Second, let us grant for the moment the assertion that the principle of uniformity cannot be defended by logic or evidence. The fact remains that there is no evidence against it, and this puts it in a far better position than the hypotheses of theism. We have strong evidence against the existence of the Christian God in the form of the problem of evil and the problem of divine hiddenness. Theologians have their little arguments to make in trying to defuse these problems, but they have not been terribly successful.
Third, religious believers usually claim far more for their beliefs than merely their practical usefulness. We are typically meant to think that they have a keener understanding of ultimate reality than the rest of us, or that it is only by thinking like they do that one can have a secure basis for morality. People believing what they have to believe to get through the day is one thing, but trying to align public policy to those beliefs is quite another. Relentless bigotry towards homosexuals, support for oppressive sex roles in the name of “traditional family values”, attempts to limit the availability of abortion and to infantilize women who seek them, resistance to important medical research, and casual contempt for atheists are not the result of people hypothesizing things for the sake of providing cogent answers to metaphysical questions. They are the result of a pathological way of thinking, one that is positively encouraged in too many of the nation’s pulpit’s Enns’ little whitewash of religion simply fails to do it justice.

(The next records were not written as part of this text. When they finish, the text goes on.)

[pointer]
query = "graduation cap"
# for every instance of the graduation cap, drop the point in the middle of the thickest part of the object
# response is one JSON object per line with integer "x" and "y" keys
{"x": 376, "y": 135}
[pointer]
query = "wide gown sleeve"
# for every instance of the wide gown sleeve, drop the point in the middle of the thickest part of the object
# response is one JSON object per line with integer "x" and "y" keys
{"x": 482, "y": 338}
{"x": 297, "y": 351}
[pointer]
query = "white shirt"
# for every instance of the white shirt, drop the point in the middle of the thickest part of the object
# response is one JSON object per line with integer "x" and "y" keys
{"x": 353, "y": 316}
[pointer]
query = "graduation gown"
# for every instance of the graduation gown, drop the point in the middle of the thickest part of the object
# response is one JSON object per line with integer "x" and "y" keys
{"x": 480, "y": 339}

Let us skip ahead to the end:
Oddly, some Christian fundamentalists and some atheist fundamentalists suffer under the same delusion, that their view on ultimate reality is fully supported by reason, logic, and evidence.
Both are wrong.
For both the religious and atheists, there is mystery. Atheists are free to be atheists, but they don’t know any more than anyone else.
So let me see if I understand the situation. Christian theists claim not only that God exists, but that he assumed human form, lived a sinless life, and died on the Cross for my sins. They tell me that if I fail to accept their claims, which are defended, apparently, on the basis of emotion and intuition, then I will meet a grim fate in the afterlife.
Atheists, by contrast, claim simply that there is no good evidence that those claims are true and substantial evidence that they are false.
But we’re all in the same boat?
Enns’ argument here is based entirely on a bogus caricature of atheism. There are no atheist fundamentalists claiming metaphysical certainty or denying that there are mysteries in the universe. By contrast, there are plenty of religious folks, not just fundamentalists, who claim a great deal of certainty on topics about which they have no basis feeling certain. This false certainty has profoundly negative impacts on our discourse and politics.